1. Submit the CSR file to your certificate authority using the process and means required by the CA, for example, email or web submission. For the certificate format, specify PEM (base64 ASCII) (see Step 5 below for an example of PEM formatted certificate heading and closing structure).
2. The public CA will request specific details from you, to verify that you own the domain name contained in the CSR, before they issue the certificate.
3. The public CA sends you the signed certificate for your public key. The certificate includes (among other details) notBefore and notAfter properties that specify the lifetime of the certificate, which is typically one-year from the time issued.
     Important: Document the expiration dates for all certificates you deploy in your clusters so that you can pro-actively renew certificates prior to their expiration. See Obtain Renewed Certificates Before Expiration Dates for details about checking expiration dates on certificates already deployed.
4. When you receive the signed certificate from the CA, you can proceed with Step 5.

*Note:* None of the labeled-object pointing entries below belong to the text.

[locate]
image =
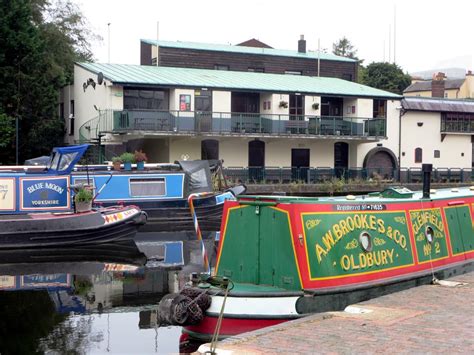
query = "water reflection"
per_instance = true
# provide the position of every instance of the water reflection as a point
(94, 299)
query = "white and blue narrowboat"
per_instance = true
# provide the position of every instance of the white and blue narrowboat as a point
(37, 210)
(162, 191)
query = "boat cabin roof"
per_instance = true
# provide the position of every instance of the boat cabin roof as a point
(392, 194)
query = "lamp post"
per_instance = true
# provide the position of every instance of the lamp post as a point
(98, 134)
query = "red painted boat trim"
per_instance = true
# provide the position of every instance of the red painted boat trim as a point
(230, 326)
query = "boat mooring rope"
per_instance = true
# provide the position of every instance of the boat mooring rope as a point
(197, 229)
(215, 337)
(433, 277)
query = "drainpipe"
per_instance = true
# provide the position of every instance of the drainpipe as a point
(427, 169)
(401, 113)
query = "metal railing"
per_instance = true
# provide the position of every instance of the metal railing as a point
(310, 175)
(232, 123)
(460, 125)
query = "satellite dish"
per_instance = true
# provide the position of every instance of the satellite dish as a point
(100, 78)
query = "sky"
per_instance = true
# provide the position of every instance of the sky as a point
(428, 34)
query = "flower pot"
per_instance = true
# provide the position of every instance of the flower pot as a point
(117, 166)
(82, 206)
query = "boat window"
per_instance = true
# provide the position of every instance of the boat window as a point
(147, 187)
(84, 182)
(365, 241)
(54, 162)
(66, 160)
(429, 234)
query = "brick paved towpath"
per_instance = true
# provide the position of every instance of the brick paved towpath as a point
(425, 319)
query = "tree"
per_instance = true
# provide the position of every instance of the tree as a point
(386, 76)
(39, 43)
(344, 48)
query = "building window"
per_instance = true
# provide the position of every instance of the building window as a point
(347, 77)
(61, 111)
(185, 102)
(210, 149)
(136, 99)
(380, 109)
(294, 72)
(221, 67)
(418, 155)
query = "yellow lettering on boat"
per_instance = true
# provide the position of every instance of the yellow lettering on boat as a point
(367, 260)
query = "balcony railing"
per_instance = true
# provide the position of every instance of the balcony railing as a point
(176, 122)
(311, 175)
(459, 125)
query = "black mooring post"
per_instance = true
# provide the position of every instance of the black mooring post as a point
(427, 169)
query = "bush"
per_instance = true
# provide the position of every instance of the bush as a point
(128, 157)
(83, 195)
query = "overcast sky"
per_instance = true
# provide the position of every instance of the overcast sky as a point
(429, 34)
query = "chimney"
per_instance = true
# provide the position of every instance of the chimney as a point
(302, 45)
(437, 85)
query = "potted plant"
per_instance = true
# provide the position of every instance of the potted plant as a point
(127, 159)
(140, 158)
(83, 199)
(117, 163)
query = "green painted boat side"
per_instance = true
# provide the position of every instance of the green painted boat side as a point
(268, 260)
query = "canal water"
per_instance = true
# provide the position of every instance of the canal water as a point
(96, 299)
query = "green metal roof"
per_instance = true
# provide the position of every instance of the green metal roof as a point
(248, 50)
(126, 74)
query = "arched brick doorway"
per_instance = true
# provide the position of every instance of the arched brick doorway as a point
(382, 162)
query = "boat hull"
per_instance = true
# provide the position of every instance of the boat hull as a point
(339, 251)
(63, 229)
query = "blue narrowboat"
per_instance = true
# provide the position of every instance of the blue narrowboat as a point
(162, 191)
(36, 208)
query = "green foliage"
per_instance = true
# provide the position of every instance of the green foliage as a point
(7, 131)
(140, 156)
(344, 48)
(128, 157)
(386, 76)
(39, 42)
(83, 195)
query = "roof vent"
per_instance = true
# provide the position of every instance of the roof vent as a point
(302, 45)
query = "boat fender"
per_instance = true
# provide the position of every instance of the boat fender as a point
(199, 296)
(184, 308)
(177, 309)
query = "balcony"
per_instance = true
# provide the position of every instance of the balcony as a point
(459, 123)
(241, 124)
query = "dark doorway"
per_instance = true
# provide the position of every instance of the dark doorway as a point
(256, 160)
(380, 162)
(296, 111)
(341, 159)
(331, 106)
(203, 109)
(209, 149)
(245, 102)
(299, 164)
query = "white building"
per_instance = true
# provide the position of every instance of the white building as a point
(247, 119)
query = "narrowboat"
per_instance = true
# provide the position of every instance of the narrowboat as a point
(162, 191)
(287, 257)
(36, 208)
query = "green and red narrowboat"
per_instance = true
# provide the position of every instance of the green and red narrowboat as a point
(287, 257)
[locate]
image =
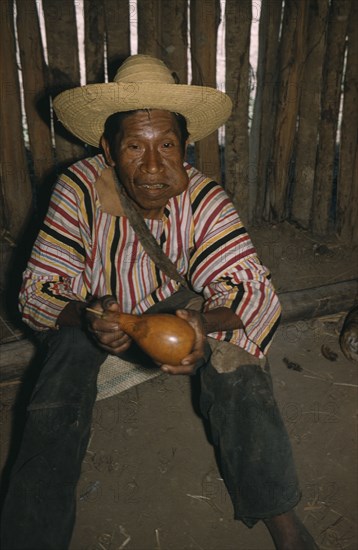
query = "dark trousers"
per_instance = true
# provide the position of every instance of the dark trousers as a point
(248, 432)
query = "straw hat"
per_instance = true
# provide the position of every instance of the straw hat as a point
(142, 82)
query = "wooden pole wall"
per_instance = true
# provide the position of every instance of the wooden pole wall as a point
(35, 85)
(292, 53)
(204, 22)
(330, 102)
(64, 70)
(117, 14)
(237, 46)
(265, 103)
(94, 40)
(347, 192)
(309, 114)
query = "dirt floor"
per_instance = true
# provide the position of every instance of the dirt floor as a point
(150, 480)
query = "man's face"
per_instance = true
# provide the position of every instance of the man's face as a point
(149, 160)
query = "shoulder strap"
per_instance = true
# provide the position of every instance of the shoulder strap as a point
(146, 238)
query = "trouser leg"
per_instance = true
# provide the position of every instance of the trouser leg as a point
(253, 446)
(39, 509)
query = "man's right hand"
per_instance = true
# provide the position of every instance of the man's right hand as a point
(106, 329)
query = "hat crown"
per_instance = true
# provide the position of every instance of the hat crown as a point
(144, 68)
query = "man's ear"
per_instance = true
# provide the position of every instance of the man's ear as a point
(107, 152)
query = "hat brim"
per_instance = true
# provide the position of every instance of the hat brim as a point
(84, 110)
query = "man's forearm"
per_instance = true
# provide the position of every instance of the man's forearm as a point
(220, 319)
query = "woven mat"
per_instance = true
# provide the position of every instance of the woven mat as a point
(117, 375)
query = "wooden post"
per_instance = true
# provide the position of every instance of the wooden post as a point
(309, 114)
(331, 94)
(94, 40)
(117, 13)
(265, 104)
(347, 192)
(35, 84)
(149, 27)
(237, 44)
(175, 37)
(62, 48)
(291, 59)
(204, 22)
(16, 195)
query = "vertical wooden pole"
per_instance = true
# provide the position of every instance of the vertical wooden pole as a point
(149, 27)
(291, 56)
(117, 13)
(175, 37)
(309, 114)
(347, 192)
(94, 40)
(204, 22)
(35, 84)
(237, 44)
(265, 104)
(62, 48)
(16, 195)
(331, 94)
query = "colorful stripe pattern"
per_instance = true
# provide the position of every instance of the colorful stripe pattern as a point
(82, 251)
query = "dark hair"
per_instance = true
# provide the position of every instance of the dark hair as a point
(113, 124)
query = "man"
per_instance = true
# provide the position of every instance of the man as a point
(89, 253)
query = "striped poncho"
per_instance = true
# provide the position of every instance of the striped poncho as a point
(82, 251)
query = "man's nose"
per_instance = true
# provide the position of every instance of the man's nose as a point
(152, 162)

-----BEGIN CERTIFICATE-----
<The encoded certificate is represented by multiple lines of exactly 64 characters, except
for the last line, which can contain 64 characters or fewer.>
-----END CERTIFICATE-----

If your issued certificate is in binary (DER) format, convert it to PEM format before continuing. See How to Convert Formats (PEM, JKS) for TLS/SSL Clients and Services for details.

To modify the truststore (jssecacerts) to explicitly trust certificates or certificate chain (as you might for certificates signed by an internal CA), follow the steps in How to Add Root and Intermediate CAs to Truststore for TLS/SSL.

cp cert-file-recd /opt/cloudera/security/pki/$(hostname -f)-server.cert.pem

$ sudo keytool -importcert -alias $(hostname -f)-server \
-file /opt/cloudera/security/pki/$(hostname -f)-server.cert.pem \
-keystore /opt/cloudera/security/pki/$(hostname -f)-server.jks

... is not trusted. Install reply anyway? [no]:  yes

Certificate reply was installed in keystore

If you cannot successfully import the certificates, see Getting Support for information about resources for help, including how to contact Cloudera Support.